50 Training Instances
 
61.5000 49.0000 42.5000 38.5000 37.0000 32.5000 28.5000 27.5000
100 Training instances
 
70.0000 66.5000 65.5000 62.0000 60.5000 57.5000 53.0000 53.5000
150 Training instances
 
77.0000 71.5000 67.5000 66.5000 63.0000 62.0000 59.0000 58.5000
200 Training instances
 
78.5000 74.0000 71.5000 70.0000 68.0000 69.0000 65.5000 63.0000
250 Training instances
 
80.0000 76.5000 71.0000 68.5000 67.5000 67.5000 68.0000 67.0000
300 Training instances
 
81.5000 77.5000 74.5000 73.5000 72.5000 74.0000 73.0000 71.5000
350 Training instances
 
84.0000 80.5000 79.5000 78.5000 77.5000 77.0000 77.0000 77.0000
400 Training instances
 
88.5000 84.0000 82.0000 81.5000 78.5000 79.0000 78.5000 79.0000


 


Significanse of the results:



 The result signifies that when more number of the neighbours were taken the accuracy is decreasing for every set of training Instances. ie.,  the accuracy is decreasing as the k value (number of neighbours) are increasing.  Also the result indicate that the accuracy is increasing woth the number of training examples taken.
       
        By the results we can say that the actual output is more depending on the neighbours that are nearer to the instance. Since as the number of neighbours are increasing the farther instances will also effect the output that is the reason the output accuracy is decreaing.  When the number of training examples are increasing the distance of the K-nearest neighbours will be less. So the accuracy is increaing as we are taking the most nearest neighbours.

        In other words, As the k-increases, the chance that data instances from different class will match the test data increases (in terms of Euclidean distances). This may lead to false classification of the test data into other classes. However when the no. of training data is sufficient, The chance remains that more of the data corresponding to a single class will cluster in Euclidean space. Hence the chances that the test data will be correctly classified also increases. Hence we observe increased performance in recognition accuracy.


 


Comparision between Backprop and K-Nearest neighbour Algorithm:

        The Backprop networks is giving maximum accuracy for the training set as 88%.

        This algorithm is giving maximum accuracy as 88.5% when k=1 an all 400 instances are taken.

        The reason is that in back propagation technique we consider all the training instances, to classify a particular test instance.

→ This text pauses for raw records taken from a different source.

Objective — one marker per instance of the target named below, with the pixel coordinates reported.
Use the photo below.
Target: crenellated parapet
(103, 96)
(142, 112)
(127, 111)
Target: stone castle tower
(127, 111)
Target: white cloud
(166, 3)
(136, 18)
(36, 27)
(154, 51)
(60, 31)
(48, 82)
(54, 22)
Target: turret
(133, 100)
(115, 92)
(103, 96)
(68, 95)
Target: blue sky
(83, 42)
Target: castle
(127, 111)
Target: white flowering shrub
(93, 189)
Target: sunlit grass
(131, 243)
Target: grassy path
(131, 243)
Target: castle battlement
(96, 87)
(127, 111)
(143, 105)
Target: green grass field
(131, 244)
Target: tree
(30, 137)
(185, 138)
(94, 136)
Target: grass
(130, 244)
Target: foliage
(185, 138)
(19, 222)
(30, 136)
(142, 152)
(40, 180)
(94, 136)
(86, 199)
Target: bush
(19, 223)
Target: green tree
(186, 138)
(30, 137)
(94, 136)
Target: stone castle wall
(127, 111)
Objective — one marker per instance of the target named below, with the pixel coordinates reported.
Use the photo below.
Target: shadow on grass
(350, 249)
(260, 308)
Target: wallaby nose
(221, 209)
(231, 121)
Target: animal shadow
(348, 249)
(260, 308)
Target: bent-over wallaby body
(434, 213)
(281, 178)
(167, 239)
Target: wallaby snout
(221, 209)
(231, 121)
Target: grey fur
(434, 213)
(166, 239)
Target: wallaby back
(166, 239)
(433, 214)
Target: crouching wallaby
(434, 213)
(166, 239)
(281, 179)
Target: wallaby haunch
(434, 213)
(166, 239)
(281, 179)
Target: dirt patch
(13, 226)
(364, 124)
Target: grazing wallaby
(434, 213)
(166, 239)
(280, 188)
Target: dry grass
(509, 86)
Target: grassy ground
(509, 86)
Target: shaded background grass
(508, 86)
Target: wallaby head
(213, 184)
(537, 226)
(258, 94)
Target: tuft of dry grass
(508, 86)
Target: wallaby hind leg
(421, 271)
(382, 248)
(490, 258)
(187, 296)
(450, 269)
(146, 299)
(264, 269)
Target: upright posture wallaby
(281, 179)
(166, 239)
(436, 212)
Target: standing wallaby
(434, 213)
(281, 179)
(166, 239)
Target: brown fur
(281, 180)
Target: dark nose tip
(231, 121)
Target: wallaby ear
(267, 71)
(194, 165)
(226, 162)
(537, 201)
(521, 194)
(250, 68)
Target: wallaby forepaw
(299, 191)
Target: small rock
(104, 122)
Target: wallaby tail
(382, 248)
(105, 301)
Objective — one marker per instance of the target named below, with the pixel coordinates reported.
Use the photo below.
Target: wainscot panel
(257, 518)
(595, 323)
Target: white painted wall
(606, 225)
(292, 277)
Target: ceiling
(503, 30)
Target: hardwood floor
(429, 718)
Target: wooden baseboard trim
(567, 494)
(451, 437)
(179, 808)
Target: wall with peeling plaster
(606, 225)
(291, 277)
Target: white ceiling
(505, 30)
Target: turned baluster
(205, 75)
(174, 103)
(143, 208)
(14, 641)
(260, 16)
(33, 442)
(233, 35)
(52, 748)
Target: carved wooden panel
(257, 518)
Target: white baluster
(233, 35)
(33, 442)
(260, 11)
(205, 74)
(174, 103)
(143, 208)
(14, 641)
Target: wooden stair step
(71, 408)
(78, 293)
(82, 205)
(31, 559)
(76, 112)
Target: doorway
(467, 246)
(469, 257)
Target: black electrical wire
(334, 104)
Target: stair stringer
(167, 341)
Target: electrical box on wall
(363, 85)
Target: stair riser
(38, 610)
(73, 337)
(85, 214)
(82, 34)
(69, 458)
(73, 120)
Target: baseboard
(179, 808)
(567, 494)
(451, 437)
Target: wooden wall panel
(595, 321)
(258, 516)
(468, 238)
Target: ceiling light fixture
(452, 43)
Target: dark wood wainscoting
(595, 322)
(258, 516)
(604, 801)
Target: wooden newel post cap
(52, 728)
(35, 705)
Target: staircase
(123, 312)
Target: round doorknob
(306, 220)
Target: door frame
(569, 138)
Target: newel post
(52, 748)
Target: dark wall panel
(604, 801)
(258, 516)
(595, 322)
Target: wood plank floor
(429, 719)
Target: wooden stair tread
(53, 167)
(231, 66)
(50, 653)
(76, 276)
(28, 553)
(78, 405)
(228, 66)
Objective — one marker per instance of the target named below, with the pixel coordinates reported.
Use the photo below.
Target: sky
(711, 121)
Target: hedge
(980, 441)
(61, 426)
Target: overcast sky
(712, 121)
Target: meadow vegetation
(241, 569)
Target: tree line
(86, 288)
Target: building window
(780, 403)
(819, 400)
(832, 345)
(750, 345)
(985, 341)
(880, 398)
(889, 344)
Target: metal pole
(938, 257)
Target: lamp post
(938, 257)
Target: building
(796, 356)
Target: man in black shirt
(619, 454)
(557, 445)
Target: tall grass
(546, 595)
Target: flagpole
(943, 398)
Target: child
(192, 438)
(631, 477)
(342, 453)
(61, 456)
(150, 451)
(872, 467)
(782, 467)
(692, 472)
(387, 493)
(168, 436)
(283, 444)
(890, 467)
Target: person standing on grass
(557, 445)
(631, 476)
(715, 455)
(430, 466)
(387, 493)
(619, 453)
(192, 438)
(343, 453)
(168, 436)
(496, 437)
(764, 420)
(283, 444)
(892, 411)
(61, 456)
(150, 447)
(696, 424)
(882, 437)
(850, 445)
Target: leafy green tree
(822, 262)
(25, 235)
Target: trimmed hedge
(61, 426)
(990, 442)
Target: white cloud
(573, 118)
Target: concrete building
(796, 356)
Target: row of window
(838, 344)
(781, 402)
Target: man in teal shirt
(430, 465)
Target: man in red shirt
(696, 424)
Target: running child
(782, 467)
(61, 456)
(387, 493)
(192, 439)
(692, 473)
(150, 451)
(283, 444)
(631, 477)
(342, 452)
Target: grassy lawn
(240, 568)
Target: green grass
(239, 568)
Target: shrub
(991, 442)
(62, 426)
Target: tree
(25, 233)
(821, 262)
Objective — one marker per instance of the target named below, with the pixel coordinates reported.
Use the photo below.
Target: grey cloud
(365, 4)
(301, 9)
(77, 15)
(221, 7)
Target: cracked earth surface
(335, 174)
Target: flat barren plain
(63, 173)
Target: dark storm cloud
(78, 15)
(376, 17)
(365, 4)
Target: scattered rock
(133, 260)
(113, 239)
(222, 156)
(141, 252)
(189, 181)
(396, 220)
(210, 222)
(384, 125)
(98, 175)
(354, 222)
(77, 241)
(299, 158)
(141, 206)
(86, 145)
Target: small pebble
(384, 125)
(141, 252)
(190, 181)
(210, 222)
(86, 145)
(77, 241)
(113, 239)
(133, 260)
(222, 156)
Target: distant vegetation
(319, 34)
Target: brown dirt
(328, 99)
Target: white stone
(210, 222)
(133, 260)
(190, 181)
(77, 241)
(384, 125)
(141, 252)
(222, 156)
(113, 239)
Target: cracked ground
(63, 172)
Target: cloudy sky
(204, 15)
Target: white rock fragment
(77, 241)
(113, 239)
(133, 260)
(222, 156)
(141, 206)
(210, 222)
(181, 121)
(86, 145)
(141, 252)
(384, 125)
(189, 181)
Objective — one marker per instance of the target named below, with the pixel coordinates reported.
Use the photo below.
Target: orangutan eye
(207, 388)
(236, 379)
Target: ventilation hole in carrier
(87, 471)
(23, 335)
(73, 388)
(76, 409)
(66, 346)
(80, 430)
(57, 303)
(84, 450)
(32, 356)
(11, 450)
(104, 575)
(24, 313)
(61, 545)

As such, some irrelevant instances will have effect on the classification, decreasing the accuracy. In contrast with this, K-nearest neighbor technique considers only the nearest instances, which predominantly have high effect on the target classification of a new query instance. Therefore the above result  follows.

 


Comparision of Execurion time:

        In Backprop networks the training will take more time. For giving an output for a new query it will take less time as there is no processsing again.

        But in these networks the training will take less time and also for a new query instance we have to calculate the distance from each instance and then find the k-nearest neighbours. i.e., all the processing we will do at that time only. So the K -nearest Neighbour algorithm will take less time in training but it will take more for giving answer to a query instance as complement to the Backprop networks.